An ultrasensitive bioelectronic tongue that can detect sweetness
Candy, cookies, juices. Everyone loves sweets; However, what one person considers too sweet maybe a different person’s opinion perfect. This makes it challenging to create new food items and beverages, so many companies have looked for an objective approach.While sensory panels for humans are the most popular method to assess a food’s taste, there are many different ways people perceive the taste. Scientists have created bioelectronic tongues in labs; however, they’re either difficult to construct or do not precisely replicate how the human language operates.
Human tongues contain sweet taste receptors with two complexes, large structures that bind to sugars. The most outermost part from one system is referred to as”the Venus flytrap domain due to its hinged two-lobed molecular form resembles the leaves of the insectivore plant, which wraps itself around the prey. This domain interacts with the majority of the sweet ingredients a consumer consumes. In a prior study, Tai Hyun Park, Seunghun Hong, and co-workers created umami sensors with human-like capabilities using only the protein located at the top of the taste receptor for umami. Therefore, the researchers decided to use the same idea to develop a sweet-sensing electronic tongue using their Venus flytrap as electronic tastebuds.
The researchers added copies from the Venus flytrap domain created by bacteria in a skinny layer on the gold electrode.
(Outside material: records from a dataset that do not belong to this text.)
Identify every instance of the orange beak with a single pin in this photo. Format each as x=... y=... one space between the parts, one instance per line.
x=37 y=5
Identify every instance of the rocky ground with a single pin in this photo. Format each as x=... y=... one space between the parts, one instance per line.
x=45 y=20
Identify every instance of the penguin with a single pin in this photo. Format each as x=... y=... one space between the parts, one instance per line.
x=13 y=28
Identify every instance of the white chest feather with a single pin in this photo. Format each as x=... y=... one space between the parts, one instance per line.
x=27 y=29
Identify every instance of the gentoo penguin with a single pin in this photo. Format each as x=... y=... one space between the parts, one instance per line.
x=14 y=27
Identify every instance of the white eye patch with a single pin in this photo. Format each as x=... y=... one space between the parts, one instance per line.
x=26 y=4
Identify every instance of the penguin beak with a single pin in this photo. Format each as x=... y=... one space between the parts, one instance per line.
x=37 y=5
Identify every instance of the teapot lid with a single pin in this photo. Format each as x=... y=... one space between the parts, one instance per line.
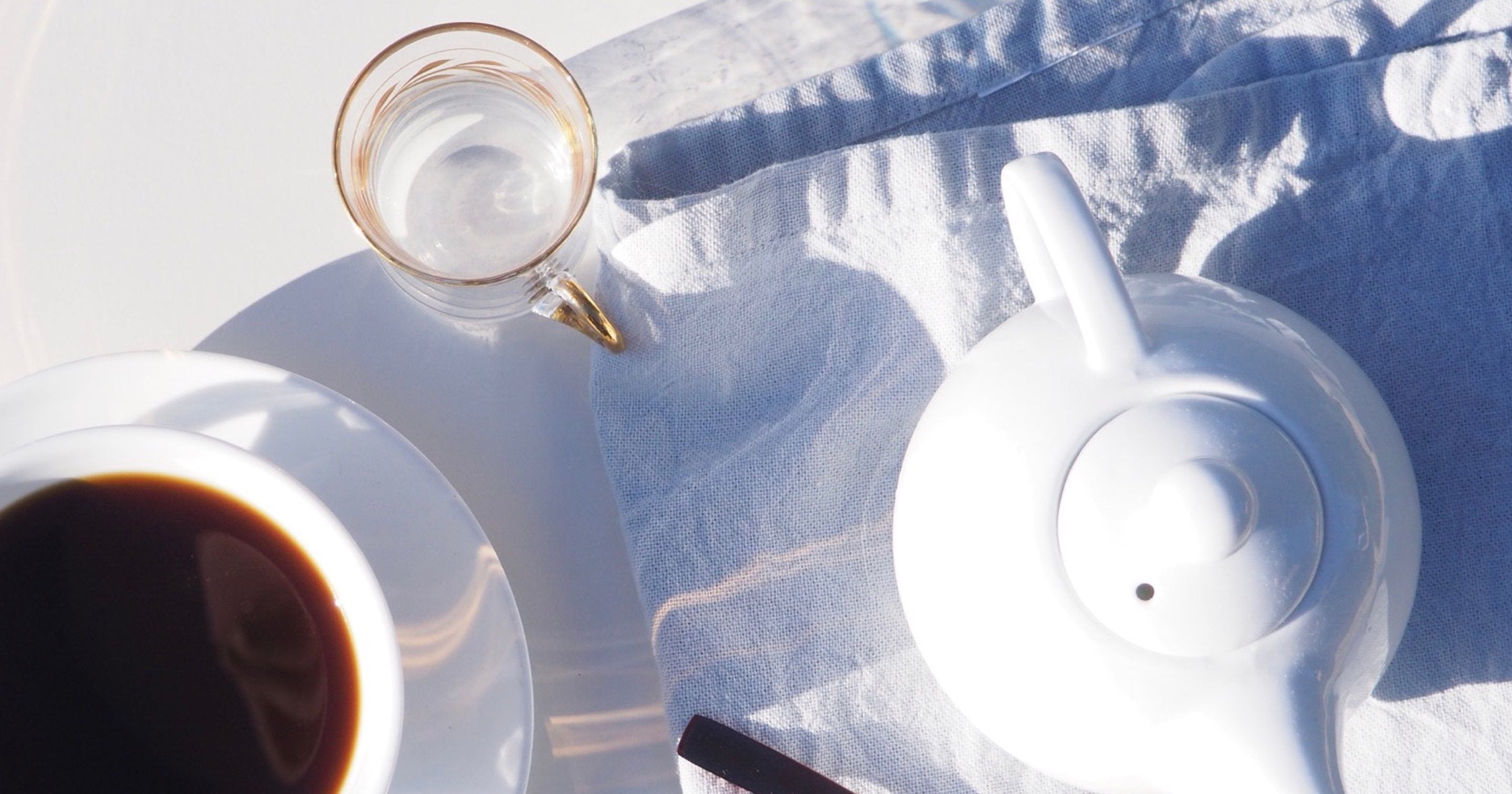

Then, they connected multiple gold electrodes to carbon nanotubes, forming an electronic field-effect transistor. When the solutions of naturally sweet sucrose or artificial sweetener saccharin were applied to the devices, their voltage diminished. Researchers assert that the sensor reacted to these solutions up to 0.1 Femtomolar level, which has a 10 million-fold higher sensitivity than prior bioelectronic sweet sensors. It was also able to consistently evaluate the sweetness of actual drinks like the juice of an apple and chamomile sweetened with sucrose tea; however, it did not display a reaction when cellobiose (a tasteless sugar that is tasteless) and monosodium glutamate (a salt that is known by the name of MSG) were added. Since the bioelectronic tongue is highly sensitive and selective for sweet-tasting compounds, researchers believe it could be an effective instrument for the pharmaceutical, health care, and food and beverage industries.